A primeira referência escrita conhecida ao termo “alfacinhas” remonta ao século XIX, mais precisamente à obra “Viagens na Minha Terra”, de Almeida Garrett. No entanto, a expressão já deveria estar em uso antes disso, enraizando-se na identidade lisboeta por razões que ainda hoje se debatem.
Uma das explicações mais populares foi proposta em 1943 por Fernanda Reis, num artigo publicado no Boletim do Grupo Amigos de Lisboa. Segundo esta teoria, o nome derivaria do hábito exagerado dos lisboetas de consumirem alfaces em abundância.
A revista LX Metrópole, numa edição de Maio de 2002, apresentou outra hipótese: o nome teria surgido do gosto dos lisboetas por procurar frescura e sombra nos jardins e hortas da cidade. Contudo, a teoria mais aceite remete-nos para a ocupação árabe da Península Ibérica, entre os séculos VIII e XII.
Durante este período, Lisboa era um importante centro agrícola, e uma das culturas predominantes era a alface, conhecida em árabe como “Al-Hassa”. A influência árabe na toponímia e nos hábitos alimentares da cidade pode ter originado a associação entre os seus habitantes e esta planta.
Além disso, conta a lenda que, durante uma das muitas guerras da época, os lisboetas teriam ficado sem mantimentos, sobrevivendo apenas com alfaces, o que consolidou ainda mais a designação.
Outra teoria muito divulgada defende que foram os saloios, habitantes das zonas rurais em redor de Lisboa, que começaram a chamar “alfacinhas” aos lisboetas. Existem duas explicações distintas dentro desta teoria.
A primeira sugere que o nome surgiu devido à moda dos laços volumosos utilizados nas camisas, que, na perspectiva dos saloios, se assemelhavam a folhas de alface. Assim, passaram a apelidar os lisboetas de “alfacinhas” de forma jocosa.
A segunda versão remonta ao período do cerco de Lisboa, quando os habitantes da cidade dependiam da alimentação trazida pelos saloios.
Entre os produtos mais transportados nas carroças estavam as alfaces, e as vendedoras, ao chegarem à cidade, anunciavam a sua chegada com pregões como “chegaram as alfacinhas”. Com o passar do tempo, o termo deixou de se referir apenas ao produto e passou a ser uma forma de identificar os próprios lisboetas.
Independentemente da verdadeira origem do termo, “alfacinhas” é uma designação que se mantém viva no dia-a-dia e na cultura popular. Utilizada nos mais diversos contextos, desde a comunicação social às conversas informais, tornou-se um símbolo identitário da capital portuguesa.

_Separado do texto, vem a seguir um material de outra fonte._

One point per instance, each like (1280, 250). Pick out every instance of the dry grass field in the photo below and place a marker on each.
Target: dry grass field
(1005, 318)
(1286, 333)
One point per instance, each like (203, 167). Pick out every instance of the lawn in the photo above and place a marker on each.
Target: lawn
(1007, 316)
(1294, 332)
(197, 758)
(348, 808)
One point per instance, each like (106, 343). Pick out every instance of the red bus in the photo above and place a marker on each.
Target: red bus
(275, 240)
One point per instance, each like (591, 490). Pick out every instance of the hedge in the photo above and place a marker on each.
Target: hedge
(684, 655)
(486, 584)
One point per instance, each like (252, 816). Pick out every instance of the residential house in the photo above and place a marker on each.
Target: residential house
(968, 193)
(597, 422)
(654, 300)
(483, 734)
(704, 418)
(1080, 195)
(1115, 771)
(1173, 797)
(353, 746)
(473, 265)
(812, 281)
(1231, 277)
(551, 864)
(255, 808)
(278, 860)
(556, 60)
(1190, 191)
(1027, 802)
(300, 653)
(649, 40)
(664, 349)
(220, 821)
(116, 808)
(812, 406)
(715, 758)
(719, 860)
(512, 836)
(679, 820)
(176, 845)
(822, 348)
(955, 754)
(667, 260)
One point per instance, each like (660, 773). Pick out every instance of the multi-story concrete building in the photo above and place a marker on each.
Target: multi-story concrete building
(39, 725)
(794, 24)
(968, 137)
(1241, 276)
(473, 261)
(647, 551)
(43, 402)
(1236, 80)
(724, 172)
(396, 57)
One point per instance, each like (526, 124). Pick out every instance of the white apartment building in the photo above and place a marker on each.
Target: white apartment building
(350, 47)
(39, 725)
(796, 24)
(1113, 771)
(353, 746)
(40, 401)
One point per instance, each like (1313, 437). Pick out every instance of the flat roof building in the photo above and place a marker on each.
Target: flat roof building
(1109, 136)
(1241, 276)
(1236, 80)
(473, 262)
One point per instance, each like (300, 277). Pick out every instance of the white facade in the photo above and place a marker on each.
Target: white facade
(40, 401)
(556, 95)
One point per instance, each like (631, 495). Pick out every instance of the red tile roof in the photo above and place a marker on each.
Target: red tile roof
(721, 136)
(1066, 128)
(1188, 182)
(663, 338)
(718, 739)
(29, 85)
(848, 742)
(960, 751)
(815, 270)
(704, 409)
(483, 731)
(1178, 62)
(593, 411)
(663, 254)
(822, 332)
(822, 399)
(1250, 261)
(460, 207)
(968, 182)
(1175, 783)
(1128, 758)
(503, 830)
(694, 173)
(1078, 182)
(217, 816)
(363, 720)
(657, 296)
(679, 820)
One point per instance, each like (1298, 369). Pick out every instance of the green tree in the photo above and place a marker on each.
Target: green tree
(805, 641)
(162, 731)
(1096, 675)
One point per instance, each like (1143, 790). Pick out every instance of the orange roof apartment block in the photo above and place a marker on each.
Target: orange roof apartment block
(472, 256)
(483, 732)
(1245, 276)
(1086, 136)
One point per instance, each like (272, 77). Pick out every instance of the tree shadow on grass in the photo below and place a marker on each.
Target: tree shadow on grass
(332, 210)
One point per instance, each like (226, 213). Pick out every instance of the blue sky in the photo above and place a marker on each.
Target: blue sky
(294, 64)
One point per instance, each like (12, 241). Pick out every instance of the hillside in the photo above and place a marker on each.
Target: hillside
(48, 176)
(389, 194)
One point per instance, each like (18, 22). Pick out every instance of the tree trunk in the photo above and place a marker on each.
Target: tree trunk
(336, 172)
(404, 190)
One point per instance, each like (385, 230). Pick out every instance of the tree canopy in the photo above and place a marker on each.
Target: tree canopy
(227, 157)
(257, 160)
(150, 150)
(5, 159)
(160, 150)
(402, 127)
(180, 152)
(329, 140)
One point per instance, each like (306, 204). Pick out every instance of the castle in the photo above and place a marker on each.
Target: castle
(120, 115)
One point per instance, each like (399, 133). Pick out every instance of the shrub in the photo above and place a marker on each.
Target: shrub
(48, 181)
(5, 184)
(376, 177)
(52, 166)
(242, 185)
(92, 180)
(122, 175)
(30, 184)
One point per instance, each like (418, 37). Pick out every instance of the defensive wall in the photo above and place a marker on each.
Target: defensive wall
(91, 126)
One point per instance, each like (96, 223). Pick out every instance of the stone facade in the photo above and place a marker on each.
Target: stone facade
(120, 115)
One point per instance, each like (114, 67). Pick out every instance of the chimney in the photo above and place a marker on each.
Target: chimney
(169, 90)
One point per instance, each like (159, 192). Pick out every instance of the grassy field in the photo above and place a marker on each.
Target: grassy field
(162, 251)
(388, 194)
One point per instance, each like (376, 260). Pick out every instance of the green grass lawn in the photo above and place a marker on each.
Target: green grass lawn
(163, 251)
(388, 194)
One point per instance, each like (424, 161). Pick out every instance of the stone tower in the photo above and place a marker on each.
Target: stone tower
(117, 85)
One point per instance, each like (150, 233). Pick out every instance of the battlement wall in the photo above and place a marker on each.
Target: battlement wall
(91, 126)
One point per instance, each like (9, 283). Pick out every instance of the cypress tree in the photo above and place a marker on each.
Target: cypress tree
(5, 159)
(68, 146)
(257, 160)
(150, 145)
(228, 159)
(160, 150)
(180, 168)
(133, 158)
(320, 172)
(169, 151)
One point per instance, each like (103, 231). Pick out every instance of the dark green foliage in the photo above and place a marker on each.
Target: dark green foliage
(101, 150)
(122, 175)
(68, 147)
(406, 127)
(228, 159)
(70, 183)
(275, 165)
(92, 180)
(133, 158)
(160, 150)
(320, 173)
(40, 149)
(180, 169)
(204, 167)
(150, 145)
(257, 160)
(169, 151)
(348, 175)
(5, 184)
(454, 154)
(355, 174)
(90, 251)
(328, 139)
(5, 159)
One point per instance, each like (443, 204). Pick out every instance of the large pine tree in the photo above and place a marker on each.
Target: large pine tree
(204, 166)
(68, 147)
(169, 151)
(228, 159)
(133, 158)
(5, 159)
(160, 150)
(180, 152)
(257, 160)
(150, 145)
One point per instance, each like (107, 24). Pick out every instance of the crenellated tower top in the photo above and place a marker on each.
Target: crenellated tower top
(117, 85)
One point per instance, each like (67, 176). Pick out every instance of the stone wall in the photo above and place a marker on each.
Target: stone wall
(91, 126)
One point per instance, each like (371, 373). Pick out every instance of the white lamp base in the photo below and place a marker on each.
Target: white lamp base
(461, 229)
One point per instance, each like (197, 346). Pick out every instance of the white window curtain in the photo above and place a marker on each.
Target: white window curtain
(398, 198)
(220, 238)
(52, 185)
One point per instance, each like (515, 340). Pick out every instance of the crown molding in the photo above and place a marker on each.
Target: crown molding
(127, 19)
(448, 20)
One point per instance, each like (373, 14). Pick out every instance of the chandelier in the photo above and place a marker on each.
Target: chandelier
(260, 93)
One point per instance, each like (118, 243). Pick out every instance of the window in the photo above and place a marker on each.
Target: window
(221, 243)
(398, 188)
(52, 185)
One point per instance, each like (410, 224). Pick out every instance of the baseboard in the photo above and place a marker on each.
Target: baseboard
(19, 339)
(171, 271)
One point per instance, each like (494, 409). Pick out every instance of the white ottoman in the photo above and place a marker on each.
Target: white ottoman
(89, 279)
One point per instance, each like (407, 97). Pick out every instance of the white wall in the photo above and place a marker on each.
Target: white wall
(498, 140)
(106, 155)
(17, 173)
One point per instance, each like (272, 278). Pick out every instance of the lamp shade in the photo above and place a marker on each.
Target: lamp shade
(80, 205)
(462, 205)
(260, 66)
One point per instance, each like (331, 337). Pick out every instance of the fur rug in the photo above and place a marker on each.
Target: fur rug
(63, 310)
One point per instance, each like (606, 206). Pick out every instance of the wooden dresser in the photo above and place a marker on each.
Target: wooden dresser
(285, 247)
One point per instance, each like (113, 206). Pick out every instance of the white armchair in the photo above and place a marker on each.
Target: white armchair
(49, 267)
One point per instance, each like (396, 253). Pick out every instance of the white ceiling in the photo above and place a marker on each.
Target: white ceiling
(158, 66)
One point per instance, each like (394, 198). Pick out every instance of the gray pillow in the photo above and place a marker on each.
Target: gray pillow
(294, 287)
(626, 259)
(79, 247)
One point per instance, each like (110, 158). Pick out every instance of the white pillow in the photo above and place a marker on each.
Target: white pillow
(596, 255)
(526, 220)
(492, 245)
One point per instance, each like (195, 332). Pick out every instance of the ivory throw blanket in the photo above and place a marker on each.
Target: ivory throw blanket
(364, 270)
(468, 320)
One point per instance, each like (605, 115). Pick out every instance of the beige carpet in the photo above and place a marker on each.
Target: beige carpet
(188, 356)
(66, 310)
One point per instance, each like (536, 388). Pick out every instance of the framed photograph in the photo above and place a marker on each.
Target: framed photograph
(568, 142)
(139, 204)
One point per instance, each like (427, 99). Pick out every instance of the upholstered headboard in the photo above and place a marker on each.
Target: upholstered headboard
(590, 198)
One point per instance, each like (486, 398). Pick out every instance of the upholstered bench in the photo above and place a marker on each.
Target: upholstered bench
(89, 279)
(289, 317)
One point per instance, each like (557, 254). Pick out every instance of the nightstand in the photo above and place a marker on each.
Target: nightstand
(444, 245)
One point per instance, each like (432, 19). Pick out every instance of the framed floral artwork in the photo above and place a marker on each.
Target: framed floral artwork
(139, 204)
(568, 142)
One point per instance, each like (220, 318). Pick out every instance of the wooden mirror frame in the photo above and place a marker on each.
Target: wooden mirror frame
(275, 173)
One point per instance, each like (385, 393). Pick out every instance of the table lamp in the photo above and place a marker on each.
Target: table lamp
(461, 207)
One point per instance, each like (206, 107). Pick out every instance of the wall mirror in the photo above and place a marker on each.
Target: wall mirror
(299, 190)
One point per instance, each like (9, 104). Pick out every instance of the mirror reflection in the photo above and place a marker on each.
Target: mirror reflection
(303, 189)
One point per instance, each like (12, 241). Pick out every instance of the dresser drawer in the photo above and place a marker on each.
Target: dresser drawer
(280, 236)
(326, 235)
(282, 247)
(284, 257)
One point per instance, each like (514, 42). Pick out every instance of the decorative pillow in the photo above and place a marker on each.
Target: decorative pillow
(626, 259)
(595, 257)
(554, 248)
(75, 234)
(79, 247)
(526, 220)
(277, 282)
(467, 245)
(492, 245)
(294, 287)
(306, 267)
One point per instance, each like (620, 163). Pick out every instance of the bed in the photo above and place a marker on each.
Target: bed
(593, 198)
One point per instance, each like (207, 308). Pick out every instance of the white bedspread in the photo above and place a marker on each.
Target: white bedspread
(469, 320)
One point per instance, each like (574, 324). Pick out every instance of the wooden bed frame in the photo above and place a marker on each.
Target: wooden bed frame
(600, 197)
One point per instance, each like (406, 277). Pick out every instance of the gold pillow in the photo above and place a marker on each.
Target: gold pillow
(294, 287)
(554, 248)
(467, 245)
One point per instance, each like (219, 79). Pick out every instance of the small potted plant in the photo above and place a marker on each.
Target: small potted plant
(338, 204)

Este fenómeno não é único em Portugal. Outras cidades e regiões também possuem alcunhas carinhosas para os seus habitantes. No Porto, os naturais da cidade são conhecidos por “tripeiros”, devido à antiga tradição de consumo de tripas.
Já os habitantes das zonas rurais em redor de Lisboa são designados por “saloios”, um termo que inicialmente significava “habitante do campo”, mas que ao longo dos séculos ganhou diferentes conotações.
A riqueza da língua portuguesa reflete-se nestas designações, que vão para além de simples alcunhas e transportam consigo histórias, tradições e traços culturais únicos.
O termo “alfacinhas” é, assim, muito mais do que um nome curioso: é um testemunho da história e da identidade de Lisboa, uma cidade que, apesar das mudanças ao longo dos séculos, mantém vivas as suas raízes e expressões características.